A anti-immigration protestor in Falkirk had a dreadful realisation yesterday.
“Scott, I’ve just noticed something.”
“These wokeists are all cowards.”
“Have you looked at our flags recently?”
“Our flags?”
“The pictures on our flags, have you looked at them?”
“No… a bit…”
“They’ve got skulls on them. Have you noticed that our flags have actually got pictures of skulls on them? They have the slogan ‘Kill ‘em all’ on them.”
“I don’t… uhm…”
“Scott, are we the baddies?”
After a few more hours heroically shouting at traumatised people who have fled torture and persecution, Robert was inclined to ask Scott a few more awkward questions.
“Why skulls though?” Why skulls?”
“Well, maybe they’re the skulls of our enemies.”
“Maybe… but is that how it comes across? It does not say next to the skull ‘Yeah, we are not genocidal Nazis’. It literally says Kill ‘em all. Whereas the counter protestors over there…”

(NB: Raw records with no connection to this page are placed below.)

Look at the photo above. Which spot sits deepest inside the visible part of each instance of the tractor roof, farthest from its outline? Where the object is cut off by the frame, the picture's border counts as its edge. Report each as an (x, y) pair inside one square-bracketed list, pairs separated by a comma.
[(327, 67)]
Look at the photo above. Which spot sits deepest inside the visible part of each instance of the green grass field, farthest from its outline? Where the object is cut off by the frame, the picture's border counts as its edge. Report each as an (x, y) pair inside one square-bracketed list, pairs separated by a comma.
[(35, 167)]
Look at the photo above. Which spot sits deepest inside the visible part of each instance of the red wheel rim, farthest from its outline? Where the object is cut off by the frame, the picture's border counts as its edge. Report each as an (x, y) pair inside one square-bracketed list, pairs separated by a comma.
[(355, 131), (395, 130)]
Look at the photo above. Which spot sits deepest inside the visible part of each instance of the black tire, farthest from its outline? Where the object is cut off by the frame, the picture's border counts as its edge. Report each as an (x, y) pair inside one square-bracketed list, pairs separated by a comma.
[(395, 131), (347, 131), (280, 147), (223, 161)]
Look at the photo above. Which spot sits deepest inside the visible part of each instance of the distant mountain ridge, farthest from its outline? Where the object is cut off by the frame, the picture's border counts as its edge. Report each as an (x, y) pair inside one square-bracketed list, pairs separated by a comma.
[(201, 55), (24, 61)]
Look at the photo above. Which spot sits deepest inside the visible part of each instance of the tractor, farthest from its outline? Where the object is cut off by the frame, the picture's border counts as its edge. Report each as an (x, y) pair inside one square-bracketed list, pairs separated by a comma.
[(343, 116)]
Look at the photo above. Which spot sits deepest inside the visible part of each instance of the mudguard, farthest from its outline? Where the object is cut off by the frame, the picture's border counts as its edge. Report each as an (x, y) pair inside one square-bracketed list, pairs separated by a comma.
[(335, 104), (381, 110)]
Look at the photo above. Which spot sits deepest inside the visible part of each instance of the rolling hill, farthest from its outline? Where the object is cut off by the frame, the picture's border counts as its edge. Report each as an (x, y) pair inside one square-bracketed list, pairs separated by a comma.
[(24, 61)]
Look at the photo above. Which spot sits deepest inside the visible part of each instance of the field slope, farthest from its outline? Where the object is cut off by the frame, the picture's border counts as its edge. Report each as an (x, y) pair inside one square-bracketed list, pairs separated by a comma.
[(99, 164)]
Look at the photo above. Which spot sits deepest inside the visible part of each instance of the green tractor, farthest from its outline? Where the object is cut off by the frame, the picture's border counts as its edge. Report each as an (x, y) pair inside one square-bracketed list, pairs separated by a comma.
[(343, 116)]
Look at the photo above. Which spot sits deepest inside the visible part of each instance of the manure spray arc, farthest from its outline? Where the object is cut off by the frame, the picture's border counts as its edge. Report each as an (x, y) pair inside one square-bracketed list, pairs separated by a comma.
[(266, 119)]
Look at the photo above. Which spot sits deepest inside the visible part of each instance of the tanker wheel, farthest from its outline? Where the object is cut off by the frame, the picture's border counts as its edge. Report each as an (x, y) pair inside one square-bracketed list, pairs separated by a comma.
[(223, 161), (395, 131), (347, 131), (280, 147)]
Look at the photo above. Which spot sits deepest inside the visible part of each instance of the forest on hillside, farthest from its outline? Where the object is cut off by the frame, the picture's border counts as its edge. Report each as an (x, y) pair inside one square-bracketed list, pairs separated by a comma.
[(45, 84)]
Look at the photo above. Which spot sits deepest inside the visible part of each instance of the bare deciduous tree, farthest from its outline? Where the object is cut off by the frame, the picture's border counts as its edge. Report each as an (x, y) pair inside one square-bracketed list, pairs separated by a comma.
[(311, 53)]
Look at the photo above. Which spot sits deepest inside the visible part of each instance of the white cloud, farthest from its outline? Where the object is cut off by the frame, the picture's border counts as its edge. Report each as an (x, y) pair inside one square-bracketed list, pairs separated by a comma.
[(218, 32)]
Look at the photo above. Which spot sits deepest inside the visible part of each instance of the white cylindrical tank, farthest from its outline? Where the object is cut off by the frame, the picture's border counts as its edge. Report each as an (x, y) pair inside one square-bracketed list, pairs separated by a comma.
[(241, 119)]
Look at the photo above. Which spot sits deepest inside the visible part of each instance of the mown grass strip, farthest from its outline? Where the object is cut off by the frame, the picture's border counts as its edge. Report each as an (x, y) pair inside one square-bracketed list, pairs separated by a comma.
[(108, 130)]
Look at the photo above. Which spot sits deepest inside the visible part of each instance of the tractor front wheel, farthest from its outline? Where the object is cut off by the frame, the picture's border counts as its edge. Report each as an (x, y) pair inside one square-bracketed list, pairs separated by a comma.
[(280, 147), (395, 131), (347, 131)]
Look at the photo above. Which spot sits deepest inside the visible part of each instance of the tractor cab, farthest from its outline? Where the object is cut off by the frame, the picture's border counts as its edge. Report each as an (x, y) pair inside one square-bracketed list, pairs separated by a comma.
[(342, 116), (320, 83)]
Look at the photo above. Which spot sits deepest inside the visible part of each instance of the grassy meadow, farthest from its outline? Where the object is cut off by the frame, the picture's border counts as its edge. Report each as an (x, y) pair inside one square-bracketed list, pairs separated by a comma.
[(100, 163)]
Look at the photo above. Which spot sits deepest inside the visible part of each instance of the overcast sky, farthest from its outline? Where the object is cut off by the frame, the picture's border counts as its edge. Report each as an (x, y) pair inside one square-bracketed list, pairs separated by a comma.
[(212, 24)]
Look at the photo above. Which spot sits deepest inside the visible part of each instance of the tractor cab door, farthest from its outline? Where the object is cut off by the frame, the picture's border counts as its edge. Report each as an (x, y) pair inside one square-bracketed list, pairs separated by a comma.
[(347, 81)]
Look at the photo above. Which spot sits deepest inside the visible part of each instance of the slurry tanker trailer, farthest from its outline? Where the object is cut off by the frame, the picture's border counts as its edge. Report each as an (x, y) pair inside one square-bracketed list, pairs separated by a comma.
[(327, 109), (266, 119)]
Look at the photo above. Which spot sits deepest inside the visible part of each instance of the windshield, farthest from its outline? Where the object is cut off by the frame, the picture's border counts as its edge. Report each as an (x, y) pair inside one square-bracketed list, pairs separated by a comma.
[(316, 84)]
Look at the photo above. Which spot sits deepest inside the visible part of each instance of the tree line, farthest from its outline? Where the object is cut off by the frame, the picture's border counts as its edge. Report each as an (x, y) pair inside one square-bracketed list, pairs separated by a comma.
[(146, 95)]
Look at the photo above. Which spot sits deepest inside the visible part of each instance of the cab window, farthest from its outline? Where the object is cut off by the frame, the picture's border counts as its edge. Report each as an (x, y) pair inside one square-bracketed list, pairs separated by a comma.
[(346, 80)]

“Oh you haven’t been listening to woke propaganda have you? Of course they’re going to say we’re the bad guys.”
“But they didn’t get to design our flags! Their symbols are all quite nice: rainbows, watermelons, boats…”
“What’s so good about boats?”
“Well, nothing, and if there is one thing we have learned in a thousands miles of chasing refugees around the country, it’s that Scotland’s ferries are in dire need of modernisation.”
“Tell me about it.”
“But you have to say, it’s better than a skull. I mean I really can’t think of anything worse as a symbol than a skull.”
“A terrifying sun born of a bad acid trip called Kingsley?”

“And if we were protesting against a collection of Partick Thistle mascots, I’d probably be a lot less worried, Scott.”
The demonstration called Save Our Future & Our Kids Futures’s (sic) listed refugees’ poor English language skills among its complaints.